Recently I’ve been working with the Agilent U2001A power sensor. The U2001A is an averaging power sensor which simply means when the instrument is queried, that result is an average of multiple samples. If you want to easily measure peak power, you have to purchase the U2020 series power sensor, which costs more. However, the U2000A averaging sensor can be configured to create what is called a trace graph display, which effectively queries all of the individual points that go into the averaging the sensor is performing. Finally, software can be used to find the peak power measurement or simply display the measurement like a digitized waveform. 

To determine how to create the trace graph display I used the U2001A programming guide and the U2000 Series Labview driver from NI.

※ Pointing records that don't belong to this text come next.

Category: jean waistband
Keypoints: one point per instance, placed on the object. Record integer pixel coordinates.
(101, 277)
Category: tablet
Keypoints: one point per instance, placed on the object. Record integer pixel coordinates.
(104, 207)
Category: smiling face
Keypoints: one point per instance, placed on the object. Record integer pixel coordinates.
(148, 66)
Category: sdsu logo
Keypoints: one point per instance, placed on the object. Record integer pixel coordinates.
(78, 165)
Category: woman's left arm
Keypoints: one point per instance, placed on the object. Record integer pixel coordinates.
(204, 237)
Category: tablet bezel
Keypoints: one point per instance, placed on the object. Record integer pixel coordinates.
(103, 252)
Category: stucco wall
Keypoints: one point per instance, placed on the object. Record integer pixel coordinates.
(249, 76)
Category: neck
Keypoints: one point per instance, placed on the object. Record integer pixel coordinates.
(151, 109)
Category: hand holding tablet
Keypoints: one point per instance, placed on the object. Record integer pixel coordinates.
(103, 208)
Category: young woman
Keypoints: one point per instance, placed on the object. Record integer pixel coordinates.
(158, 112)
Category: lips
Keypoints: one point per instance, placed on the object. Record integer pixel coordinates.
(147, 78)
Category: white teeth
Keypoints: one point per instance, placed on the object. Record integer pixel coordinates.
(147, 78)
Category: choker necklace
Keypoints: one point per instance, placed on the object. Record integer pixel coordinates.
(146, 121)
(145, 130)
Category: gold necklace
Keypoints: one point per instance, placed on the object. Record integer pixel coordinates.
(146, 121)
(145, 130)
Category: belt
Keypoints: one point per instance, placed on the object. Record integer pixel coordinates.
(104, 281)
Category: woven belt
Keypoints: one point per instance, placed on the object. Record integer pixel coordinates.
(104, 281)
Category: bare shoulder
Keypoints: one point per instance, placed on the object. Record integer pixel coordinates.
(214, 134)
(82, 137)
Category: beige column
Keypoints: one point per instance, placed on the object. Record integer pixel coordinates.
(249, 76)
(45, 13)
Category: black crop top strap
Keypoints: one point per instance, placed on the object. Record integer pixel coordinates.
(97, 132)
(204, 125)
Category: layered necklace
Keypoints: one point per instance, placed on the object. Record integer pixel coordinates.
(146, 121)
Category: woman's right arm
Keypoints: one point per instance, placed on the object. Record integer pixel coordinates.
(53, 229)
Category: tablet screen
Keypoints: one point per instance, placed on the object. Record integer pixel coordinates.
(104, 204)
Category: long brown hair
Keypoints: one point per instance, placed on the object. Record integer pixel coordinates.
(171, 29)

The Agilent programming guide provides the example code, shown in Figure 1, to create a trace graph display.

Figure 1. Example code for creating a trace graph display from the Agilent programming guide.

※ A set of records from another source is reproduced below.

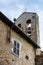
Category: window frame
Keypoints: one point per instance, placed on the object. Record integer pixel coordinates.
(19, 48)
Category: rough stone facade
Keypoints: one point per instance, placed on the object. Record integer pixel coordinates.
(6, 56)
(33, 31)
(39, 59)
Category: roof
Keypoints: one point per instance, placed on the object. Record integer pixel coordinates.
(27, 13)
(17, 30)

This code is basically correct, but I feel like they left out a couple things. First of all I found that the trigger requires a little more explanation. The best way I found to do it was to trigger on a power level, their example doesn’t have this code. If you do not specify a trigger level it will just trigger immediate, but this doesn’t give as much control in some situations. Another thing I struggled with was how to decode the data returned by the instrument.  The data is returned from the instrument in something called the IEEE 488.2 arbitrary block program data format. It took me a little while to find it, but the LabVIEW driver includes a VI to decode this data. I’m just pointing this out because the example from the programming guide doesn’t go into these details.

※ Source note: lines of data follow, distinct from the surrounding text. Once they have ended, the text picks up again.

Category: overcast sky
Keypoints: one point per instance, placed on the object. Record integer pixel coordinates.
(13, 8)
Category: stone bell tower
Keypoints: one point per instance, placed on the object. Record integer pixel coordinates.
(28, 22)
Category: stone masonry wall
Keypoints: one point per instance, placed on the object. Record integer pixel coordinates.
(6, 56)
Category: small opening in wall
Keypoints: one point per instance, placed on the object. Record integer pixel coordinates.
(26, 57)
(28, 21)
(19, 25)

Figures 2 and 3 show the LabVIEW code. The actual code is also available.

Figure 2. Front Panel of Example Create Trace Graph Display VI.

A couple of things to note in Figure 2, the trigger level was set to -30 dBm. You can see from the graph that the acquisition begins at -30 on the rising edge of a pulse, there is a flat portion, and falls back into the noise. Also note the VI outputs: “Averaged Trace” is the average of everything on the graph, “Meter Measurement” is the average returned by the meter (I’m not totally sure why that doesn’t match the average computed in the software – I think the points acquired and the measurement points must not match) and “Max Power (dBm)” is the peak value found in the graph array data.

Figure 3. Block Diagram of Example Create Trace Graph Display VI.

Figure 3 shows the block diagram of the example LabVIEW code. This code has quite a bit more configuration than the example code from the programming guide in Figure 1. Figure 1 shows the critical command and many of the extra commands I have in the LabVIEW code can be stripped out as they are just resetting the default values – I just felt this was more complete.

As I mentioned earlier, one nice thing in this code is the U2000 driver implements the code to read the trace data. This capability is in the VIs “Read Trace.vi” and “Parse Data.vi” which are shown in Figures 4 and 5. You can also see that the driver has a comment with some details about the IEEE 488.2 data format.

Figure 4. Read Trace.vi.

Figure 5. Parse Data.vi.

One strange thing I found with this code is it seemed to work great if I kept the sub-VI “Wait for Acquisition Complete.vi” open, but if it was closed it seemed like code would hang-up a lot. Not sure what that is all about.

I posted this example code and you can download on this page, it is LabVIEW 2012. Note that I’m not providing the U2000 driver, get that from NI at the link above.

Summary

This post shows how to implement an Agilent U2001A power sensor trace graph display in LabVIEW. I feel this code provides a slightly more complete solution than the example code provided in the Agilent Programming Guide. Another useful feature of this code is it makes it possible to find the peak power of a measurement using the average power model power sensor.